ベセドニー・ドゥーム(Besední dům)は、チェコ共和国第二の都市ブルノの歴史地区に位置する、同国を代表する由緒ある音楽ホールの一つです。19世紀に建設されて以来、ブルノの文化・芸術活動の中心として親しまれ、現在はブルノ・フィルハーモニー の本拠地として広く知られています。

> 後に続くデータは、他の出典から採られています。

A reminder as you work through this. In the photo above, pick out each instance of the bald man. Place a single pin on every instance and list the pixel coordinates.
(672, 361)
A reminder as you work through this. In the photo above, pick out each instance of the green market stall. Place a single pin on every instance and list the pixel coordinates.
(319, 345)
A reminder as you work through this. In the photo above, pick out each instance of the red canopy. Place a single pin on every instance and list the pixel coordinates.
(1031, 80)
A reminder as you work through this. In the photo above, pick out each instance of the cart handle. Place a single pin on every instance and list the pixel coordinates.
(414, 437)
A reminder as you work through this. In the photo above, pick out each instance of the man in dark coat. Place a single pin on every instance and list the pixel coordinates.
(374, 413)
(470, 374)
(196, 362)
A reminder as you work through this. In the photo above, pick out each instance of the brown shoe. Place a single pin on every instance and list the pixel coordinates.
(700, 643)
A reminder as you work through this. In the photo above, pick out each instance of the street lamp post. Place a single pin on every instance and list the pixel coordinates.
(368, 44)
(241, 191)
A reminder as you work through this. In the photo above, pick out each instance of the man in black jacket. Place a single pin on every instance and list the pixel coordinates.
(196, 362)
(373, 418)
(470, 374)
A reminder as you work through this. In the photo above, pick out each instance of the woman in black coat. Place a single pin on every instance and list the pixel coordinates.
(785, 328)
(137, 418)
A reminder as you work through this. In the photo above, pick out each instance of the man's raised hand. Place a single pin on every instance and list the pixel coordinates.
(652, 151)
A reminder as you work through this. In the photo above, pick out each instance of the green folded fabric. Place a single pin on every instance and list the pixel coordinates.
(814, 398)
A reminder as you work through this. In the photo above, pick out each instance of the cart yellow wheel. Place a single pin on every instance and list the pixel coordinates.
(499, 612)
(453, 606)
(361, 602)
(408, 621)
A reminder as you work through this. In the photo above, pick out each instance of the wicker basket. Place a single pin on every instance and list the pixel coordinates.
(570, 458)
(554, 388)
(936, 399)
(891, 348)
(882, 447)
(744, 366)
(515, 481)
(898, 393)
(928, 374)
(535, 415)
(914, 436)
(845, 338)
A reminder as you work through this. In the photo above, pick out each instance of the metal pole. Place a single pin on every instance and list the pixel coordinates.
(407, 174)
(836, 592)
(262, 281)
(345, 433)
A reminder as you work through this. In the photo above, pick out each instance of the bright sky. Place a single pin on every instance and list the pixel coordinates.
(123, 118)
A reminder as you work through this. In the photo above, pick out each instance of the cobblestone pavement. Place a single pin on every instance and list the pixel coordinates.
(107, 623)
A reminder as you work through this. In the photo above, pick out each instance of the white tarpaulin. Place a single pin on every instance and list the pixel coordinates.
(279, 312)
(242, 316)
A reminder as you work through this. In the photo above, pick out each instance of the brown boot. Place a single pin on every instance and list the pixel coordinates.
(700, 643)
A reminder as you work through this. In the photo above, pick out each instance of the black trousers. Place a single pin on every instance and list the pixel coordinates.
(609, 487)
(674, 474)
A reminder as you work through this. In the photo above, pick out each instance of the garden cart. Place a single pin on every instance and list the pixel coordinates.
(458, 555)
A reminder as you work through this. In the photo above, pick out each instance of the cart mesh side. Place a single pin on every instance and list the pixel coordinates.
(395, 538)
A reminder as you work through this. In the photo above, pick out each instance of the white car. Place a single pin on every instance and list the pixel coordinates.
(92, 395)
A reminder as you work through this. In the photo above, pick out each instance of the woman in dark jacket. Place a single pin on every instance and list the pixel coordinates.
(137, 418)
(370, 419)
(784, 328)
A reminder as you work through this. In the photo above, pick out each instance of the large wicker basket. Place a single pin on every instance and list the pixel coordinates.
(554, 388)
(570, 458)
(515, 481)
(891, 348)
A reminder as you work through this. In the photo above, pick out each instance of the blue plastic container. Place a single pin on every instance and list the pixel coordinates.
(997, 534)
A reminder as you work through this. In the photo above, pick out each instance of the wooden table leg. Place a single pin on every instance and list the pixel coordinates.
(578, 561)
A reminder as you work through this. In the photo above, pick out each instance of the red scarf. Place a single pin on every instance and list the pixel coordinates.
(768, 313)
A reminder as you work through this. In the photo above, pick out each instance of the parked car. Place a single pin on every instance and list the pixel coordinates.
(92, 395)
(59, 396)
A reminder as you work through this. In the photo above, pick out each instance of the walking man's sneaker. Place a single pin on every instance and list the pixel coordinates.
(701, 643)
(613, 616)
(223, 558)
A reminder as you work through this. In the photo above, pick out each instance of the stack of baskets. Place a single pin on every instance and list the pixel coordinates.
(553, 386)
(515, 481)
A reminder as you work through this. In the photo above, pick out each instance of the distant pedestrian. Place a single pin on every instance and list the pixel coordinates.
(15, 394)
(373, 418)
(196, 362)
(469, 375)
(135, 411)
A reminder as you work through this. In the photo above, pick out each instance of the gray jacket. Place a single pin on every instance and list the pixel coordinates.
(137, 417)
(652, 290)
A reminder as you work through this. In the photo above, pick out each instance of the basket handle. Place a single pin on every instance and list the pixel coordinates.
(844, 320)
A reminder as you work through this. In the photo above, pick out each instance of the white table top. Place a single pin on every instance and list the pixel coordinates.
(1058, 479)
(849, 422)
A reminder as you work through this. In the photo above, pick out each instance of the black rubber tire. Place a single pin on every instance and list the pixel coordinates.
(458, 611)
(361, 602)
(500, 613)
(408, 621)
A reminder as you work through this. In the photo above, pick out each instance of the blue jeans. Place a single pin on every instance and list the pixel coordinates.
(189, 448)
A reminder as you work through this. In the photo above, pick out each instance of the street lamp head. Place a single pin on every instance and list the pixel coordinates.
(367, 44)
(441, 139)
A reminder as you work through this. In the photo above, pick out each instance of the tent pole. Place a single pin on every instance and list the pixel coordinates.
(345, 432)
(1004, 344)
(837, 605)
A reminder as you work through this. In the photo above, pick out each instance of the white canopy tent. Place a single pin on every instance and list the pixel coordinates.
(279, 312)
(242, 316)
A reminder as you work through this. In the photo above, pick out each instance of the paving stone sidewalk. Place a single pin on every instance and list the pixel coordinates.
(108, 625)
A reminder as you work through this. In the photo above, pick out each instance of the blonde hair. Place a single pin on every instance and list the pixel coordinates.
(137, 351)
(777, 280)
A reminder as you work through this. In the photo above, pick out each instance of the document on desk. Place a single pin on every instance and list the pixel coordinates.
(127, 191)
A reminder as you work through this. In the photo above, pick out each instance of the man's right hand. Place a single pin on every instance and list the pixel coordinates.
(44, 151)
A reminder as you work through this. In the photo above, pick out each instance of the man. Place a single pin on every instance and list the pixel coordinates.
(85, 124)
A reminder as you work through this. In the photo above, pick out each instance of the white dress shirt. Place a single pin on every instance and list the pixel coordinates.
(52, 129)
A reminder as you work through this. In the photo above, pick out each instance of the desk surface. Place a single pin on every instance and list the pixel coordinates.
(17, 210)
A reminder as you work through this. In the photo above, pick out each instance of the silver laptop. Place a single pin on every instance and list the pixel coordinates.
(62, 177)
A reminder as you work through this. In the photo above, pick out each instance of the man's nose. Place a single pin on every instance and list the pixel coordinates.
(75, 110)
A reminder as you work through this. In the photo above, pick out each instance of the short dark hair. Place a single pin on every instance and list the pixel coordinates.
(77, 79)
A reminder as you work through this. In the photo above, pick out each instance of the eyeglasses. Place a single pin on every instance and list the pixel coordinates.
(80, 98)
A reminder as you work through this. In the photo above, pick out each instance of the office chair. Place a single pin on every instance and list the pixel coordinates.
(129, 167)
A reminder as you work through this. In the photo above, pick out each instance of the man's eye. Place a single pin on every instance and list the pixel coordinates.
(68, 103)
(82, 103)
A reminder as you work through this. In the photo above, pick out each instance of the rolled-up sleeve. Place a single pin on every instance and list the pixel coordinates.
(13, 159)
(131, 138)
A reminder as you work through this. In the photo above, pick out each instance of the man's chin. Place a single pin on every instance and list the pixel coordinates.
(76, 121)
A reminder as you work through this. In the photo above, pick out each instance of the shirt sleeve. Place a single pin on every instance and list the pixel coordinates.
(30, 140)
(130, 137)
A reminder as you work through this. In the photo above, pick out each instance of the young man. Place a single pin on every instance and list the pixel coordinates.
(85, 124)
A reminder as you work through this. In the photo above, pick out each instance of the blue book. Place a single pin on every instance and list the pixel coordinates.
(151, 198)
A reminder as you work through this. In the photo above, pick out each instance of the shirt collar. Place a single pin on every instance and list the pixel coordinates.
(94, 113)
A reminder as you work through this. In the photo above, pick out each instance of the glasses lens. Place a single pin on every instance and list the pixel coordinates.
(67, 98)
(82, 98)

フィルハーモニックアンサンブル管弦楽団が第3回チェコ演奏会の会場としてこの由緒あるホールに立てることは、大きな喜びであり、国際文化交流の新たな一歩でもあります。長い歴史の中で育まれてきた響きと伝統の舞台から、新たな音楽の感動をお届けいたします。

歴史と成り立ち

ベセドニー・ドゥームは1870年から1873年にかけて建設されました。設計を手がけたのは、ウィーンの著名な建築家 テオフィル・フォン・ハンセン。彼はウィーン楽友協会(ムジークフェライン)などでも知られ、ヨーロッパ近代建築史に名を残す存在です。ブルノにおいても、ベセドニー・ドゥームはその代表作の一つとされています。
当時のブルノは多民族都市であり、この建物はチェコ系市民の文化的拠点として誕生しました。音楽会、演劇、公的集会、教育活動など、多彩な用途を担いながら、市民文化の発展を支えてきました。

建築美と音響空間

建物はネオ・ルネサンス様式による気品ある外観をもち、均整の取れたファサードと格調高い意匠が特徴です。館内には歴史的な趣を残したホール空間が広がり、ヨーロッパの伝統的サロン文化を感じさせる親密な雰囲気に包まれています。華美に過ぎない上質な装飾と落ち着いた空間は、演奏会場として特別な魅力を放っています。
ベセドニー・ドゥームは、その優れた音響でも高い評価を受けています。繊細な室内楽作品からオーケストラ作品まで、音の輪郭と豊かな響きが美しく調和し、演奏者の表現を自然に客席へ届けます。舞台と客席の距離が近いため、音楽の息づかいを間近に感じられることも、このホールならではの魅力です。

ヤナーチェクゆかりの場所

この建物は、チェコを代表する作曲家 レオシュ・ヤナーチェク とも深い関わりがあります。ヤナーチェクはブルノで活動し、合唱指導者、ピアニスト、指揮者としてこの場所にたびたび関わりました。現在もブルノはヤナーチェクゆかりの街として世界中の音楽ファンを惹きつけています。
今日のベセドニー・ドゥームは、ブルノを代表するクラシック音楽の発信地として、国内外の演奏家によるコンサート、室内楽公演、教育プログラムなど多彩な催しが行われています。歴史的建築物としての価値と、現代の音楽文化を支える機能を併せ持つ、ブルノ屈指の文化施設です。